Please tell us about your early life. What inspired you to become a writer, and how did you get started?
I don't know if the word ‘inspired’ is right, because I feel like writing just came naturally through the act of reading or, maybe more precisely, through listening. I listened to what my mother read to me (from Winnie-the-Pooh to Karl May's western adventures), my teachers’ stories in my elementary school in Kotabaru, Yogyakarta (they were very good storytellers), and the horror stories told by our childhood nannies, which I still remember now.
I remember my very best teachers, and these are the teachers who are crucially important to a student's development of character and personality. The first was Ibu Tati, who I memorialise in my short story ‘Pelajaran Mengarang’ (Composition Class); it was recently made into a film. But for storytelling, my religion teacher, Ibu Artikiah, was able to bring stories to life. I haven’t lived a religious life myself, but I think she taught me how stories should be told. We loved another teacher, Pak Nyoto, so much that we would often collect him from his home on the other side of the Code River. He told martial arts stories with such drama that we never wanted them to end. He taught me how the details tell the story.
Early on, I enjoyed reading the humorous dialogues from the traditional Kabayan stories [folklore from Sunda in West Java]. I copied them on my parents’ Smith-Corona typewriter (which I continued to use until the arrival of computers), before starting to write my own jokes. I gave some of these to one of my teachers who was running a bulletin board magazine. This was when I was 9 or 10. I think that was my earliest writing: jokes and comic dialogue.
I think I still have a tendency towards ironic humour, dark humour, or black comedy. The struggle to be happy touched me, because I didn’t expect to succeed in it. That's the function of humour for me, to show the irony of life in this world.
Which book (from any country of origin) has had the greatest influence on your thinking, and why?
Books from writers like the late Danarto, who taught me about surrealism; Putu Wijaya for absurdity; Budi Darma on "writing like crazy"; the late Umar Kayam with his tasty realist stories; and Sapardi Djoko Damono, whose imagist poems gave me a new understanding of the nature of literature; and of course I must mention Goenawan Mohamad and Remy Sylado, with their uniquely stylised essays. Toeti Heraty, Karlina Supelli and Ignas Kleden are all philosophy of science thinkers who have influenced my work; all three show me the paths that I still have to explore, maybe forever.
All these are Indonesian writers. They are more than enough for me to continue writing.
The profile of Indonesian literature is on the rise internationally, as shown by this year’s Market Focus. What is the most exciting aspect of Indonesian literature today?

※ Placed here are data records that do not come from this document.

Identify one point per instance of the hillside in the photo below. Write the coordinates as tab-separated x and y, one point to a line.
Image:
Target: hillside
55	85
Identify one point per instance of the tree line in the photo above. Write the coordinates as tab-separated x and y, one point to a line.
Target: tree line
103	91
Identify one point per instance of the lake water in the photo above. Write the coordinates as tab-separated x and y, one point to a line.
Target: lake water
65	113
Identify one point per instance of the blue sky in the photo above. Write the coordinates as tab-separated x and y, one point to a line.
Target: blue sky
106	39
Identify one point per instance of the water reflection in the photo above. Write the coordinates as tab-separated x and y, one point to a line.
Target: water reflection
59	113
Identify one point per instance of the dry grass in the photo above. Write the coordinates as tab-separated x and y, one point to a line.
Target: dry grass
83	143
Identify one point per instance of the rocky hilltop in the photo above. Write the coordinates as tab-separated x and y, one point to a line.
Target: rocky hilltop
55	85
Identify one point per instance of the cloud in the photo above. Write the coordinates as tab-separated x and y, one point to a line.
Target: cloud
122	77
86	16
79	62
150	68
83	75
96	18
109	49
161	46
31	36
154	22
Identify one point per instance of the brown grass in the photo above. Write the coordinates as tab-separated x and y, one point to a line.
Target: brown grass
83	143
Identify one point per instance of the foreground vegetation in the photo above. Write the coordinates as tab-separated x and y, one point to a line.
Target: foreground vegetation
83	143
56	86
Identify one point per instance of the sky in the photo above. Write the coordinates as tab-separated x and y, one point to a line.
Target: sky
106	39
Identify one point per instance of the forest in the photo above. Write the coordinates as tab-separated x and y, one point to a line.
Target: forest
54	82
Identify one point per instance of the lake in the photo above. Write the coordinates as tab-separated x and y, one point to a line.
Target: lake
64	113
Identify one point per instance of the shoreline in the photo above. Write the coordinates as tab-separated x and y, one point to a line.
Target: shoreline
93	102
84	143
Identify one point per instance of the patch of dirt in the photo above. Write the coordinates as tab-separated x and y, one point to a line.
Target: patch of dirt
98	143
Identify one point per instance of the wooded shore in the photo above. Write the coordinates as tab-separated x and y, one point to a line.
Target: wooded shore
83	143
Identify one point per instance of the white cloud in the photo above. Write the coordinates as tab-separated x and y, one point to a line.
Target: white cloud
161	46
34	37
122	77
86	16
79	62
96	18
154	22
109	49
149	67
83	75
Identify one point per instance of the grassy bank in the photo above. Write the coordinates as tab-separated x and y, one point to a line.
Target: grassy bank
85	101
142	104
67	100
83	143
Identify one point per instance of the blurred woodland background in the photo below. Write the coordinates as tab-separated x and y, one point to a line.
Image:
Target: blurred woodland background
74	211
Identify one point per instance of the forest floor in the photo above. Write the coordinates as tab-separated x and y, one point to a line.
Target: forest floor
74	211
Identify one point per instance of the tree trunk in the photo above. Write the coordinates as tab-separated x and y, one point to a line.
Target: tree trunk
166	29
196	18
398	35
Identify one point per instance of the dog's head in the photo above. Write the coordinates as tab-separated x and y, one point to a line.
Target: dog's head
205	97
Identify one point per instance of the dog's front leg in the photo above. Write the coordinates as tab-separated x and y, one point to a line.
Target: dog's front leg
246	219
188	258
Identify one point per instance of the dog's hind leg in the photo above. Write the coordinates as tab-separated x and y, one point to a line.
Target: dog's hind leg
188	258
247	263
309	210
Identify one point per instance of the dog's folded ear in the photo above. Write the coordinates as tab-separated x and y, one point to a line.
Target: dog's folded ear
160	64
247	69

I think this is the logical consequence of the much better communication provided by today’s new media. The most interesting thing for me is the multiplicity of identities that are being expressed now. But as long as today's writers write in Bahasa Indonesia, I think their Indonesian identity will survive.
As one of Indonesia’s best known and most prolific writers, which emerging talents should we look out for this year?
Martin Suryajaya is better known for his philosophical textbooks, but his first "nonfiction novel" is ground-breaking; Ziggy Z is very subtle and sophisticated; and Intan Paramaditha blends traditional story sources with her cosmopolitanism. But this is not really a fair judgment as I know from my experience as a jury and curator of literary competitions that there are many young, talented writers on the rise. Indonesia doesn’t yet have a pool of good literary critics to help readers evaluate new writing; at the moment each writer needs to be entrepreneurial, promoting and selling their own work.
“When journalism is silenced, literature must speak.” Can you explain more about how and why you have used creative writing as a means of social and political critique?
Of course. What’s the point of literature if writers stay silent? In a situation of social and political repression, to use creative writing as critical expression is for me just a normal response. So we don't live in darkness for too long. Nonetheless, I don't mind if some literature is "just beautiful" or "explorative new writing". Literature should grow in every possible direction.
Indonesia is going to the polls soon. What are the main opportunities and risks you see ahead for your country?
Only an open-minded leader will be good for the country. Whoever wins the race will reflect the people who chose them. Hopefully Indonesian people will make the best choice; they have already suffered too much.